Portrait du « fils Buffon », pastel. © Ph. Colomban.

 

La diffusion Raman a permis de corriger certains effets pervers d’autres techniques d’analyse. L’usage du lapis lazuli comme pigment des céramiques et verres a été longtemps nié car son concurrent, le cobalt, est « facilement » décelé par analyse élémentaire (fluorescence X, spectroscopie X associée au microscope électronique…), alors que la présence de lazurite dispersée dans un autre silicate, l’émail, n’est difficilement observable que via les traces de soufre, preuve peu pertinente car la plupart des matrices vitreuses en contiennent déjà. Le spectre Raman est sans ambigüité et il a été montré que certains objets étaient colorés à la fois par du lapis lazuli et du cobalt.

 

L’analyse Raman in situ des vitraux de la Sainte-Chapelle permet de discriminer entre vitraux originaux du XIIIe (choeur) ou du XVe (Rose) siècle des restaurations du XIXe siècle, à la fois par la forme de la signature Raman - différentes pour un verre calco-sodique du verre potassique médiéval - mais aussi par l’intensité du signal, la corrosion de la surface externe des vitraux étant fonction de leur temps d’exposition aux intempéries.

 

 

a) Tête de mesure déportée focalisant le faisceau laser et collectant la lumière diffusée par les vitraux du choeur de la Sainte-Chapelle (Île de la Cité, Paris) ; b) Mesure sur les faces externes de vitraux de la Rose : au sol, le PC portable, le spectromètre avec sa tête de mesure CCD (en bleu) et le long du mur le laser YAG doublé. Les connections entre laser-tête déportée et tête déportée-spectromètre sont réalisées par des fibres optiques. © L. Lebedinsky/CNRS Photothèque

 

Les signatures Raman des pigments sont très efficaces pour attester de la compatibilité d’une datation avec la technologie de fabrication d’un objet : certains opacifiants comme des arséniates, sont typiques des productions du XIXe siècle et permettent par exemple d’identifier des copies d’émaux de Limoges. De même, l’embellissement d’un verre pour lui donner une apparence de production Fatimide par ajout d’inscription de type lustre, peut être détecté par la présence d’un pigment moderne, le sulfure de cadmium en l’espèce.

 

 

a) Verre romain décoré d’inscription arabe en (faux) lustre, à base de CdS, pour le faire passer pour une production Fatimide ; b) Verre au pied authentique (XVI-XVIIe s.) mais dont la partie supérieure est réalisée avec une composition chimique différente, postérieure (XIXe ou XXe siècle.) © Ph.

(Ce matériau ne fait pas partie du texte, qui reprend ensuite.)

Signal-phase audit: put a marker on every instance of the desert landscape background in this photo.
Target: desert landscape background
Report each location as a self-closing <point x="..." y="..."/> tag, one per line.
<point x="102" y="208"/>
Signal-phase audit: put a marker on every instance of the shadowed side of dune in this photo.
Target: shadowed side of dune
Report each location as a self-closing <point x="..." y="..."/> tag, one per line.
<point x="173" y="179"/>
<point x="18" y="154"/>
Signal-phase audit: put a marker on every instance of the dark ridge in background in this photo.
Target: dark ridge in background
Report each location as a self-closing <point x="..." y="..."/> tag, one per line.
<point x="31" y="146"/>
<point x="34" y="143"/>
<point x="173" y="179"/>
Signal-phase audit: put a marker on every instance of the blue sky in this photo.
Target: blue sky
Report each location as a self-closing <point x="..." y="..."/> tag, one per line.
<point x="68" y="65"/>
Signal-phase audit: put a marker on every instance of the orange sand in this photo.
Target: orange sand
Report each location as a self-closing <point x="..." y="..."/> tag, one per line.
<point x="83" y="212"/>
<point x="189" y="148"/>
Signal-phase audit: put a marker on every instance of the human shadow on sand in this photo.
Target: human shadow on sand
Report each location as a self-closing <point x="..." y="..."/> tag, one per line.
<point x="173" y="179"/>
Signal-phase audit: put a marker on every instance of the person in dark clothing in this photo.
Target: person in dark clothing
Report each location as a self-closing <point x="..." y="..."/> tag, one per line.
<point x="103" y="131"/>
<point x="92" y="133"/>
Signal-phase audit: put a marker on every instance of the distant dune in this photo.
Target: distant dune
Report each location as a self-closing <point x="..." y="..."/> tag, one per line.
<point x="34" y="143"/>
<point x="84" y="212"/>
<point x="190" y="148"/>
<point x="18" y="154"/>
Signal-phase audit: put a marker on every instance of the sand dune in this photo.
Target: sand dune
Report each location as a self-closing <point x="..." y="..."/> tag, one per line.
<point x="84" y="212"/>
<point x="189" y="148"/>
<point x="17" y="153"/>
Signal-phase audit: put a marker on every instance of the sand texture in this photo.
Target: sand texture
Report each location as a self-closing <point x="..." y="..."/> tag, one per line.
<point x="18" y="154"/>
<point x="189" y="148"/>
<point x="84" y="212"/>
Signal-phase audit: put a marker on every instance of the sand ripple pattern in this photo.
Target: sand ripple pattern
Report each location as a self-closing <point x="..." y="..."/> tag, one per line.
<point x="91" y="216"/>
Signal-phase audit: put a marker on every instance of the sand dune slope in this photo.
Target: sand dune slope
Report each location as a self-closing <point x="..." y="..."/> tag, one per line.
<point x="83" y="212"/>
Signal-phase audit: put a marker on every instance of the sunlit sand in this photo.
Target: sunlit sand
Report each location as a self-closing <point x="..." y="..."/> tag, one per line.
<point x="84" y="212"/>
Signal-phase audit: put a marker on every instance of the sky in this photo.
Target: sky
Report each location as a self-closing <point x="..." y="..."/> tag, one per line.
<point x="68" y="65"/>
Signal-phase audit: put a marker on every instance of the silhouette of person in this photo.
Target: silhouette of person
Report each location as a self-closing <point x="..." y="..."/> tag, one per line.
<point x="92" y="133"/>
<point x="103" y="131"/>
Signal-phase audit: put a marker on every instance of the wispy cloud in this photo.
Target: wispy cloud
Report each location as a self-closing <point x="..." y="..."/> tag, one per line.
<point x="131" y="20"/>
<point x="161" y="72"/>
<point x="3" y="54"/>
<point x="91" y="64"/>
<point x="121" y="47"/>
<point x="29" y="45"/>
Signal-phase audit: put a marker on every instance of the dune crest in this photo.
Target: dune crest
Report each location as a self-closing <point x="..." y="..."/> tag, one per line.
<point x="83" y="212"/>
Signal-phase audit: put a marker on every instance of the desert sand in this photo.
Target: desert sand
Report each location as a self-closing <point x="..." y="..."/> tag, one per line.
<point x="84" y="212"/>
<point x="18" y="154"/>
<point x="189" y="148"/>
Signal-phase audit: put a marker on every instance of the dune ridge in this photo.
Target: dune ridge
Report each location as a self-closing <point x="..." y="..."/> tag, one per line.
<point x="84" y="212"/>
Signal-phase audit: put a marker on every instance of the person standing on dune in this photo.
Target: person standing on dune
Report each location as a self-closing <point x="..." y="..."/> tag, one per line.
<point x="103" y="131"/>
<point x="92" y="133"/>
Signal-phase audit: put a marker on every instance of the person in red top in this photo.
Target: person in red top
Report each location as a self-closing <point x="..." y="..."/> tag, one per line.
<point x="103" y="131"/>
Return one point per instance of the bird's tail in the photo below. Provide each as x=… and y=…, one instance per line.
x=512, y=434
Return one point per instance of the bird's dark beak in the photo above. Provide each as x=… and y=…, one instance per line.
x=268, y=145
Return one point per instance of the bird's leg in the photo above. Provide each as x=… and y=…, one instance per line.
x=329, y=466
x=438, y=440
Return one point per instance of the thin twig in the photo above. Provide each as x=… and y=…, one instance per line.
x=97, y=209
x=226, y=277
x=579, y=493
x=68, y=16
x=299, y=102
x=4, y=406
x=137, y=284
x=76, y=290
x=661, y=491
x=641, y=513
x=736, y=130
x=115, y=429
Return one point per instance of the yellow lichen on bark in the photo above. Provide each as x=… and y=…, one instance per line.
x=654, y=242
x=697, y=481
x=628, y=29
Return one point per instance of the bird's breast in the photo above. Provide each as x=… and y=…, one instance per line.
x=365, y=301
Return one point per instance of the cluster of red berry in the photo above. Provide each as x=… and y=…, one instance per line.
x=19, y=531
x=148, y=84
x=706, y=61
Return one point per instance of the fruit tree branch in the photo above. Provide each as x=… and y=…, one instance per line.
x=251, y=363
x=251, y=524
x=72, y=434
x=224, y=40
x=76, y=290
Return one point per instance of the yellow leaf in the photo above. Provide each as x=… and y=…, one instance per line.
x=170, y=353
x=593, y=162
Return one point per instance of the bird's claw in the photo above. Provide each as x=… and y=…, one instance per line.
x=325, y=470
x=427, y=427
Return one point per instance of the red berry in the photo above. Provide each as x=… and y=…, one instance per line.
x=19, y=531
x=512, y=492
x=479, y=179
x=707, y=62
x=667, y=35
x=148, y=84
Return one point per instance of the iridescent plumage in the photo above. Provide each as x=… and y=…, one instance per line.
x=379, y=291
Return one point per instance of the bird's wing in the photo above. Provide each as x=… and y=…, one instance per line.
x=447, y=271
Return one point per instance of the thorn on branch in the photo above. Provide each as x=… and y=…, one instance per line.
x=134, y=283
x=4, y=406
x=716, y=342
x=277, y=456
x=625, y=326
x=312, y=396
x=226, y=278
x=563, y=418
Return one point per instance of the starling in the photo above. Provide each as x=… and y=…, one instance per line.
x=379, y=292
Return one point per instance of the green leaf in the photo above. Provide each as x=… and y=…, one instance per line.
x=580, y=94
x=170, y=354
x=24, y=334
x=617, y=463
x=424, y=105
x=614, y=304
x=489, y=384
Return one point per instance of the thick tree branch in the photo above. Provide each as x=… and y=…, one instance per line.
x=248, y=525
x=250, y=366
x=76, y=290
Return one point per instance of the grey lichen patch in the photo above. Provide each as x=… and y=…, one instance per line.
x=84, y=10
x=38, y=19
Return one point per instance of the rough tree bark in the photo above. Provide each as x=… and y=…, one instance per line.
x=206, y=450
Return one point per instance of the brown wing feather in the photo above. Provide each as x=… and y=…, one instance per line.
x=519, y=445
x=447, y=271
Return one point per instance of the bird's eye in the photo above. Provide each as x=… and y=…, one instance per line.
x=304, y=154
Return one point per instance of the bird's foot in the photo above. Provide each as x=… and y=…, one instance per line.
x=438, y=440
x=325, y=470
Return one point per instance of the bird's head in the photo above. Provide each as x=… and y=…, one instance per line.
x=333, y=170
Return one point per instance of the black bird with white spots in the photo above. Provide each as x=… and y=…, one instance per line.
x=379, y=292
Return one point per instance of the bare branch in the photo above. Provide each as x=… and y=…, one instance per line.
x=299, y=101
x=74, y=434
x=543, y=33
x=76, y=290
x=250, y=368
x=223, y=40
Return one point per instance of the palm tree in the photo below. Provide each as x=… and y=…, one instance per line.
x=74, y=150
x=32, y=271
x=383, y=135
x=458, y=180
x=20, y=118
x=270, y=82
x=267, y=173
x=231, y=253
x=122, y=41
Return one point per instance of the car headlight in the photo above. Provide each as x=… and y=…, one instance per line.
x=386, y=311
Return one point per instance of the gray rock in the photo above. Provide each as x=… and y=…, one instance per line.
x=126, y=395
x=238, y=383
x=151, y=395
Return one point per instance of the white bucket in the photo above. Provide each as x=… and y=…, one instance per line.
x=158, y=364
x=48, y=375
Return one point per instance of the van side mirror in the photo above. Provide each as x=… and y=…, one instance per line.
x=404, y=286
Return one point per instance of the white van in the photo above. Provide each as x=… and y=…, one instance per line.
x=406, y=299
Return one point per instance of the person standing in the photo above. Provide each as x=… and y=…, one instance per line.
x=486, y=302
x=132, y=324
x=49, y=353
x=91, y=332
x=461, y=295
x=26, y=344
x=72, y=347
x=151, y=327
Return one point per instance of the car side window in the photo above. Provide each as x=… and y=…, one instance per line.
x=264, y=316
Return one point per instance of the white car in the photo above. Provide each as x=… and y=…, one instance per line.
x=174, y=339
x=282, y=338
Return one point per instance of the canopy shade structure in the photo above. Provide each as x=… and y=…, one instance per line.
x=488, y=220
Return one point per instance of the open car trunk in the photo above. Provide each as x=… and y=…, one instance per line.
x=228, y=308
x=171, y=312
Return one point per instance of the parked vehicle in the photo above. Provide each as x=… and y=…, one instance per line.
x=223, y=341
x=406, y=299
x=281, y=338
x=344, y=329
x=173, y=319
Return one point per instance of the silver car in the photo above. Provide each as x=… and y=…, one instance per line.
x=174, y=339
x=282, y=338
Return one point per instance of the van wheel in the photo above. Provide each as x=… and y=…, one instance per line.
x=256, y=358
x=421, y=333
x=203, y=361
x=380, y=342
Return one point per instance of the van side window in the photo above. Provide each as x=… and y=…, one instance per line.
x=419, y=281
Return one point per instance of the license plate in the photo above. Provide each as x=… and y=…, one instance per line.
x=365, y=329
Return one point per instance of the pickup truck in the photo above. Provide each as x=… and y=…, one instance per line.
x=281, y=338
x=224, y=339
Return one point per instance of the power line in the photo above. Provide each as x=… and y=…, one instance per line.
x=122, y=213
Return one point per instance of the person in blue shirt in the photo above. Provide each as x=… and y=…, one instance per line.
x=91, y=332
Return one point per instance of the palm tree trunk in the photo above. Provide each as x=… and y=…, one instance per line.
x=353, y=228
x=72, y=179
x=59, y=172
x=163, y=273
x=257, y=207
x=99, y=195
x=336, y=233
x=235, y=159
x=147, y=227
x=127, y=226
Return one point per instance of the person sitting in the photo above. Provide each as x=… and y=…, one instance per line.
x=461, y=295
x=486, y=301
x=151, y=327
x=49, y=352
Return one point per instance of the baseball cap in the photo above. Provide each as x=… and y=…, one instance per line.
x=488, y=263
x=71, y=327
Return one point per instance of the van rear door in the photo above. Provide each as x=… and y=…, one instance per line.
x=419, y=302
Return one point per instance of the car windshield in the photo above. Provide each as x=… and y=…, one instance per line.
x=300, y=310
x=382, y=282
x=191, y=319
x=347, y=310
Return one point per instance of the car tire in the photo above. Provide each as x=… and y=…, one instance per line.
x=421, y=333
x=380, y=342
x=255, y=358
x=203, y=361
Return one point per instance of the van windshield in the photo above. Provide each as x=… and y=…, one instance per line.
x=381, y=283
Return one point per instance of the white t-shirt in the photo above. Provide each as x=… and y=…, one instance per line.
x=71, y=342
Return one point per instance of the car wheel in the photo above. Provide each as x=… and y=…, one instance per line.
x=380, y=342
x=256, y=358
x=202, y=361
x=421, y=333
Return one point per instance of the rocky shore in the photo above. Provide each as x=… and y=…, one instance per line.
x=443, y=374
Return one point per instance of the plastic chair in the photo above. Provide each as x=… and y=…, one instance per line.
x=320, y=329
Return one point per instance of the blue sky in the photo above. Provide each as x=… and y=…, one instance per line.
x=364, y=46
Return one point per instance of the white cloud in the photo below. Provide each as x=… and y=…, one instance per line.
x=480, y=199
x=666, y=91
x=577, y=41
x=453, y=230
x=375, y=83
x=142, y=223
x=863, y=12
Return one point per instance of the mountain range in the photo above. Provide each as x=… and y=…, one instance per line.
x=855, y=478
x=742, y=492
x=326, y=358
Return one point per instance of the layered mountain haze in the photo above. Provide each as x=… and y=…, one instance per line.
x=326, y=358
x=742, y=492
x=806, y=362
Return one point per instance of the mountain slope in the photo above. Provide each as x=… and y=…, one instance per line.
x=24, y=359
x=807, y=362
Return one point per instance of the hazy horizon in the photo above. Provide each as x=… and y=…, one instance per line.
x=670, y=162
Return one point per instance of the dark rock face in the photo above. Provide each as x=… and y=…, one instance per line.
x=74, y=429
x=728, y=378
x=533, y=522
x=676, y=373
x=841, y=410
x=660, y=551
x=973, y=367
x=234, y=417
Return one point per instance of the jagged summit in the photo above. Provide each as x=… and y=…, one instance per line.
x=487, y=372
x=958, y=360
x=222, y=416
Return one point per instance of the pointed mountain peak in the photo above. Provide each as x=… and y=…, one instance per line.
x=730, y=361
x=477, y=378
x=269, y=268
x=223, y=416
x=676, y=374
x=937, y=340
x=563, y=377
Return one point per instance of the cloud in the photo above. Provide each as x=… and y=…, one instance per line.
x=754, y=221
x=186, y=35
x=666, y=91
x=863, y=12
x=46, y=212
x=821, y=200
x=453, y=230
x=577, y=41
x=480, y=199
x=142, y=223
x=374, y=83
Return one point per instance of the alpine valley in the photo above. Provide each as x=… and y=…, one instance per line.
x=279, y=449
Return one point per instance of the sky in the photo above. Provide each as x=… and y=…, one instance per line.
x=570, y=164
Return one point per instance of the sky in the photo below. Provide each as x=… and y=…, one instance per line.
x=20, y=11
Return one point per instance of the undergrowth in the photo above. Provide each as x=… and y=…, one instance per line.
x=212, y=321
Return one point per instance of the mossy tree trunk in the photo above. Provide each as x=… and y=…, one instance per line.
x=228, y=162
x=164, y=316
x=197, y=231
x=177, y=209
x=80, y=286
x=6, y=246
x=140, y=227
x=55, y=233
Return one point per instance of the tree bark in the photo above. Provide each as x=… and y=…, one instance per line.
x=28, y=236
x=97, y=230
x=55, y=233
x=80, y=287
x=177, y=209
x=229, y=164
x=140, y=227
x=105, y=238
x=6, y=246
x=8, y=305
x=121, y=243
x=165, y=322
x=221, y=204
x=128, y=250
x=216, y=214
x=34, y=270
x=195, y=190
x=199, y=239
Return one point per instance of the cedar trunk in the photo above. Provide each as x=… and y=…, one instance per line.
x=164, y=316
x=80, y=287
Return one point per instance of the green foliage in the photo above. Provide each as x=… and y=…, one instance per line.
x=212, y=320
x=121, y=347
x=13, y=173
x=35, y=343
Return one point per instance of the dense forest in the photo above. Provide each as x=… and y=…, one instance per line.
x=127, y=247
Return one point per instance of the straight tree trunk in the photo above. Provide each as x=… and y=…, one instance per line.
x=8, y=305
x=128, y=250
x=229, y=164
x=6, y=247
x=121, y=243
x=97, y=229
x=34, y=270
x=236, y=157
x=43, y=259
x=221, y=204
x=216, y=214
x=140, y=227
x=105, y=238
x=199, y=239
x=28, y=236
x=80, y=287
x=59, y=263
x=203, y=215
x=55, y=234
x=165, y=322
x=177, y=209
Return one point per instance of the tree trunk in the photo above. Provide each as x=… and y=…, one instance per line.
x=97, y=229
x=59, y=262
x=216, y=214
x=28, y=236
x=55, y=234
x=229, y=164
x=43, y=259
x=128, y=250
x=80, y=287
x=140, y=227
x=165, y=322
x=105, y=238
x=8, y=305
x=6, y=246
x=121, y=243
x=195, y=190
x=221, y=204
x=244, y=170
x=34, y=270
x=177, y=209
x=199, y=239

Colomban

 

Si le type de composition verrière peut être reconnu à simple examen visuel des spectres Raman, des différences plus subtiles de technologie sont extraites par une étude plus précise des diverses composantes de la signature spectrale (positions, surfaces, de bandes ou massifs du spectre). La dispersion résulte des variations de technologie découlant des matières premières et des procédés, mais aussi des couleurs réalisées, l’incorporation de pigments dans une matrice de verre pouvant conduire à une modification de la composition finale.

 

Référence : Nanoparticules et couleur, une tradition millénaire. P. Colomban. Numéro hors-série « Année de la lumière » de la revue Photoniques, 16/02/2015.